Apparently keen to stamp his own mark on the two-year-old government, the former lawyer and merchant banker also foreshadowed significant policy changes. Where his predecessor lauded coal as “good for humanity” and “an essential part of our economic future”, Mr Turnbull emphasised the importance of science, technology and innovation.

And where Mr Abbott insisted that federal funds be spent only on roads, leaving the states to grapple with public transport, the new Prime Minister – an enthusiastic user of buses, trains and ferries – said “we shouldn’t be discriminating between one form of transit and another... There is no place for ideology here at all”.

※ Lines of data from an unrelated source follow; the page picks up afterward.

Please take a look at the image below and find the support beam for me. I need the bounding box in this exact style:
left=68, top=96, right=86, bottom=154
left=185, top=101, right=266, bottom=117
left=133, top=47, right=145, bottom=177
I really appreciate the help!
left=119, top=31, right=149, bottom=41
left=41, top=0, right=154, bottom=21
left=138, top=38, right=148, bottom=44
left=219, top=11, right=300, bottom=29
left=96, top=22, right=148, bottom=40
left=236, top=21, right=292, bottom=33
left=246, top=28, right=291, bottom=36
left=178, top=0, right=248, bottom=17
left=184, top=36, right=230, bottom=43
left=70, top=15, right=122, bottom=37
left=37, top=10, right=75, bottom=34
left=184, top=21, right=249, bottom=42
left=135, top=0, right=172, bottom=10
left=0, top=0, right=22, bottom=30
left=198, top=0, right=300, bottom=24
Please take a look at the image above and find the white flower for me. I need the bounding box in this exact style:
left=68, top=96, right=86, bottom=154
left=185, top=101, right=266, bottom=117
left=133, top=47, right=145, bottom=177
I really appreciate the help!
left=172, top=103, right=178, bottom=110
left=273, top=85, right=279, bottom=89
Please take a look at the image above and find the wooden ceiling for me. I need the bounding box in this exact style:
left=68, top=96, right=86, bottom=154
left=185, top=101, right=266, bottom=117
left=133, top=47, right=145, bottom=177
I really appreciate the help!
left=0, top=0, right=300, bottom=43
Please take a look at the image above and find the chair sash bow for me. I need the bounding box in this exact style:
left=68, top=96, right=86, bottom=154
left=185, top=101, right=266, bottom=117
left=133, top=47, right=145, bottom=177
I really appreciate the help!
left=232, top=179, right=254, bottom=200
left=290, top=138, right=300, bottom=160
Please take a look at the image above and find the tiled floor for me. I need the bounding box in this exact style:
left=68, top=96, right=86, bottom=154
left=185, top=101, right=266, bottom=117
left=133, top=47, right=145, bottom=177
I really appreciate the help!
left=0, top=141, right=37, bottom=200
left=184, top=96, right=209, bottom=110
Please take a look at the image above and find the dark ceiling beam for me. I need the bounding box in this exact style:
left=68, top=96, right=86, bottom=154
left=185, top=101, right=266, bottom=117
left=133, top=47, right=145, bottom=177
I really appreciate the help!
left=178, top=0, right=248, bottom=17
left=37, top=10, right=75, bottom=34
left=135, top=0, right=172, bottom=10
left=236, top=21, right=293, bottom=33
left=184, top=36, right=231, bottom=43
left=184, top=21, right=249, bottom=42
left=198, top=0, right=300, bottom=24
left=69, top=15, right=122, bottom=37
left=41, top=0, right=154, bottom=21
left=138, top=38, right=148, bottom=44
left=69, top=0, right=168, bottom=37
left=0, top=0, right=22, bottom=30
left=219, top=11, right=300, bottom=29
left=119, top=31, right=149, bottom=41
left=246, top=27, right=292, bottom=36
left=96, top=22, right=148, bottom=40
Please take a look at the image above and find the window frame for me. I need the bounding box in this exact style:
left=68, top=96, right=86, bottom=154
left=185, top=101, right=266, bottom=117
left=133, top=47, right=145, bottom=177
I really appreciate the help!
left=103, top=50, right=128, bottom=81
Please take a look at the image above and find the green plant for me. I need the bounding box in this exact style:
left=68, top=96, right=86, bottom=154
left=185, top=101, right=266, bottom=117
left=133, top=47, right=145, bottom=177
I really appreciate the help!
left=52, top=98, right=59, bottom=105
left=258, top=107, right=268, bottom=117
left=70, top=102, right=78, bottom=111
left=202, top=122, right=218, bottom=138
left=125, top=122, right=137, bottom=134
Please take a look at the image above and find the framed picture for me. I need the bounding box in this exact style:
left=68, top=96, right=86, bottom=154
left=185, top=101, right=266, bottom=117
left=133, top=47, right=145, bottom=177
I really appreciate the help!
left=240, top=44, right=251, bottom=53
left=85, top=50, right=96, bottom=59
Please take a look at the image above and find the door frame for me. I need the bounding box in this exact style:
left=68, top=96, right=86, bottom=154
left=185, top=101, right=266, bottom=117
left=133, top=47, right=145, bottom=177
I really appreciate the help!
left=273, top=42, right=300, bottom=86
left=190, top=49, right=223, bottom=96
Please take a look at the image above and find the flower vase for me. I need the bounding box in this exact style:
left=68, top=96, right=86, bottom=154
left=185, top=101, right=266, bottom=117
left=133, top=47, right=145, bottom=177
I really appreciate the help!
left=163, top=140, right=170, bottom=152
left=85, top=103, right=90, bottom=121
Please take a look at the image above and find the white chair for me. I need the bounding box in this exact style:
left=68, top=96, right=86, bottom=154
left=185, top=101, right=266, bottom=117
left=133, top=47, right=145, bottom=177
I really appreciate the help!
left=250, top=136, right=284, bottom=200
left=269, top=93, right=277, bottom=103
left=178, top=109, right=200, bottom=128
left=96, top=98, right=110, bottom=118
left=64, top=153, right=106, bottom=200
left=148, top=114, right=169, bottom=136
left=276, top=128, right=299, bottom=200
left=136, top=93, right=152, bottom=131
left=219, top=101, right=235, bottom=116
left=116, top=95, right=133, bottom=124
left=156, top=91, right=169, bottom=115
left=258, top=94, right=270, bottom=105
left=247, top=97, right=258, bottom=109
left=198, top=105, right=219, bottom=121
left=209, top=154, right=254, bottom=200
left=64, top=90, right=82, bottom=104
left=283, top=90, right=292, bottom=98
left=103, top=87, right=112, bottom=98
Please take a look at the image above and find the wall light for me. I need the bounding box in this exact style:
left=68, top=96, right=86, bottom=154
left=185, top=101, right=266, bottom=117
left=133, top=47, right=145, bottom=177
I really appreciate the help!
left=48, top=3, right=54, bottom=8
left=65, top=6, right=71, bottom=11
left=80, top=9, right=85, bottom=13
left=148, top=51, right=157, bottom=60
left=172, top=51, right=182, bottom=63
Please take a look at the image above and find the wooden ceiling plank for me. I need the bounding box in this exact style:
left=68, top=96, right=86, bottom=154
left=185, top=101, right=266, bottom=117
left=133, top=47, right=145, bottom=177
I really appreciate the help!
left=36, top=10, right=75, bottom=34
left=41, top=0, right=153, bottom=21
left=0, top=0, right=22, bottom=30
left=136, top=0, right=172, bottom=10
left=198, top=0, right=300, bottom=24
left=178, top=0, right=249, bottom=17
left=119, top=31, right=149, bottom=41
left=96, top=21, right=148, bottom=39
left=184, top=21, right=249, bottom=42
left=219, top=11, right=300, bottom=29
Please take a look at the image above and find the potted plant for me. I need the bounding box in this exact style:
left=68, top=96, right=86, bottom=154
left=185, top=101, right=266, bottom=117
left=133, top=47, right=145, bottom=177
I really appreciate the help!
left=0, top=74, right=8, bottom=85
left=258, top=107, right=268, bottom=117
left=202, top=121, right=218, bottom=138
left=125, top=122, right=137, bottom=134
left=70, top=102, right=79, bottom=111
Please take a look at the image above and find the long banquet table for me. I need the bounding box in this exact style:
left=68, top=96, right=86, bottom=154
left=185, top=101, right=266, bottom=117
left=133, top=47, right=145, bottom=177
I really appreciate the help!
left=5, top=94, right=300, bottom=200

One of the staunch republican’s first acts may be to reverse Mr Abbott’s much mocked decision to resurrect Australian knights and dames – a move that, surreally, resulted in the fervent monarchist awarding a knighthood to Prince Philip, and which played a key role in his party’s decision to sack him.

Mr Turnbull described his new-look cabinet, which includes Australia’s first female Defence Minister, Marise Payne, and a new Treasurer, Scott Morrison, as a “21st-century government and a ministry for the future”. Among those elevated to the junior ministries are one of the country’s youngest ever federal frontbenchers, 25-year-old Wyatt Roy, and its first indigenous federal minister, Ken Wyatt.

In with the new means out with the old, and not all of the old went quietly. Kevin Andrews, sacked as Defence Minister, pre-empted Mr Turnbull’s announcement by calling his own media conference at which he warned that the move would harm the government’s relations with the military. Meanwhile, a right-wing backbencher, Cory Bernardi, warned that if the new leader lurched too far to the left, he could split the governing Liberal-National Party coalition.

Women still constitute only one-quarter of the Cabinet – but that is a big increase on 2013, when the newly elected Mr Abbott appointed just one woman. By the time he was dispatched to the backbenches last week, that figure had inched up to two.

Another big change: the Minister for Women is now a woman, Michaelia Cash. Denounced for sexism and misogyny by former Prime Minister Julia Gillard, Mr Abbott gave himself that role, and did nothing for women.

His knighthood for Prince Philip last January, following a disastrous first Budget and a succession of poor opinion polls, was the last straw for some of his colleagues. Less than a fortnight later, Mr Abbott faced a mutiny by backbenchers who tried, unsuccessfully, to trigger a leadership challenge.

After that crisis, he asked his Liberal Party for six months to put things right. He was given seven, but proved incapable of change. Now all eyes are on his successor.